L’inazione di Israele continua anche dopo gli attacchi dei coloni contro i palestinesi, e le autorità di polizia fanno del loro meglio per evitare di rispondere a questi incidenti. Le denunce sono difficili da presentare, e nei pochissimi casi in cui le indagini vengono effettivamente aperte, il sistema le chiude rapidamente. Accuse non vengono quasi mai presentate contro i coloni che fanno del male ai palestinesi e quando ciò avviene, di solito vengono citati per reati minori, con relative pene simboliche nel raro caso di una condanna.

Un colono israeliano mascherato e in pantaloni militari spara ai palestinesi accanto a un soldato. Urif, 14 maggio 2021.

Il nostro rapporto presenta cinque casi di studio che illustrano come la violenza continua e sistematica esercitata dai coloni sia parte della politica ufficiale di Israele, che guida l’acquisizione massiccia di terreni agricoli e pascoli palestinesi. Nelle testimonianze raccolte nella ricerca, i palestinesi descrivono come questa violenza mina le fondamenta della vita delle comunità palestinesi e diminuisce il loro reddito. I residenti descrivono come, senza protezione, sotto la pressione della violenza e della paura e senza altra scelta, le comunità palestinesi abbandonano o ridimensionano le loro vocazioni tradizionali come l’allevamento di pecore e capre o le varie coltivazioni stagionali, che hanno permesso loro di guadagnarsi da vivere dignitosamente e di vivere comodamente per generazioni. I residenti palestinesi rimangono lontani dai pascoli e dalle fonti d’acqua che un tempo servivano alle loro comunità, e limitano la coltivazione dei terreni agricoli. A quel punto, lo stato può impadronirsi della loro terra per i suoi scopi.

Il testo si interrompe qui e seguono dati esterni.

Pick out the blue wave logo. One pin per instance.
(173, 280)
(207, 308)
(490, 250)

La violenza di stato – ufficiale e non – è parte integrante del regime di apartheid di Israele, che mira a creare uno spazio di soli ebrei tra il fiume Giordano e il Mar Mediterraneo. Il regime tratta la terra come una risorsa destinata a servire il pubblico ebraico, e di conseguenza la usa quasi esclusivamente per sviluppare ed espandere le comunità residenziali ebraiche esistenti e per costruirne di nuove. Allo stesso tempo, il regime frammenta lo spazio palestinese, espropria i palestinesi della loro terra e li relega a vivere in piccole enclavi sovrappopolate.

La fattoria Um Zuqa è una delle sei “fattorie” create negli ultimi cinque anni dai coloni nella valle settentrionale del Giordano. La fattoria è stata costruita nel 2016 su un sito che ospitava il villaggio palestinese di Khirbet al-Mzoqah, che Israele ha demolito dopo l’occupazione della Cisgiordania. Secondo un calcolo preparato da Kerem Navot su richiesta di B’Tselem, i coloni della “fattoria” Um Zuqa hanno preso 1.498 ettari –circa due terzi della riserva naturale. I coloni della fattoria stanno già coltivando 9,9 ettari di questa terra. Foto di Eyal Hareuveni, B’Tselem.

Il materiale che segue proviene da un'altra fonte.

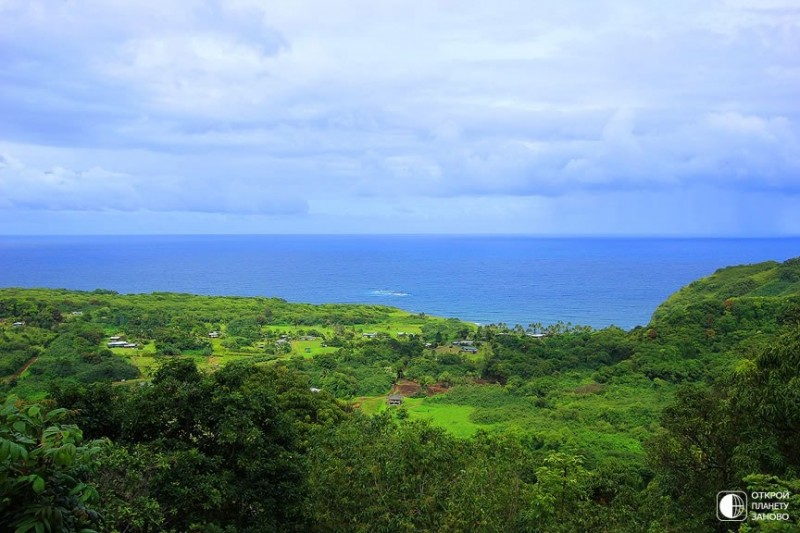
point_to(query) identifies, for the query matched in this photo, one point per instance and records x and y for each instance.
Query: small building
(394, 399)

Il regime di apartheid si basa su una violenza organizzata e sistematica contro i palestinesi, che è portata avanti da numerosi agenti: il governo, l’esercito, l’amministrazione civile, la Corte Suprema, la polizia israeliana, l’agenzia di sicurezza israeliana, il servizio penitenziario israeliano, l’autorità per la natura e i parchi di Israele, e altri. I coloni sono un’altra voce di questa lista, e lo stato incorpora la loro violenza nei propri atti ufficiali di violenza. La violenza dei coloni a volte precede i casi di violenza ufficiale delle autorità israeliane, e altre volte è incorporata in essi. Come la violenza di stato, la violenza dei coloni è organizzata, istituzionalizzata, ben equipaggiata e applicata per raggiungere un obiettivo strategico definito.

La combinazione di violenza di stato e violenza nominalmente non ufficiale permette a Israele di avere entrambe le cose: mantenere un negazionismo plausibile e dare la colpa della violenza ai coloni piuttosto che ai militari, ai tribunali o all’amministrazione civile, mentre avanza l’espropriazione dei palestinesi. I fatti, tuttavia, fanno saltare ogni plausibile negazione: quando la violenza avviene con il permesso e l’assistenza delle autorità israeliane e sotto i loro auspici, è violenza di stato. I coloni non stanno sfidando lo stato, stanno eseguendo i suoi ordini.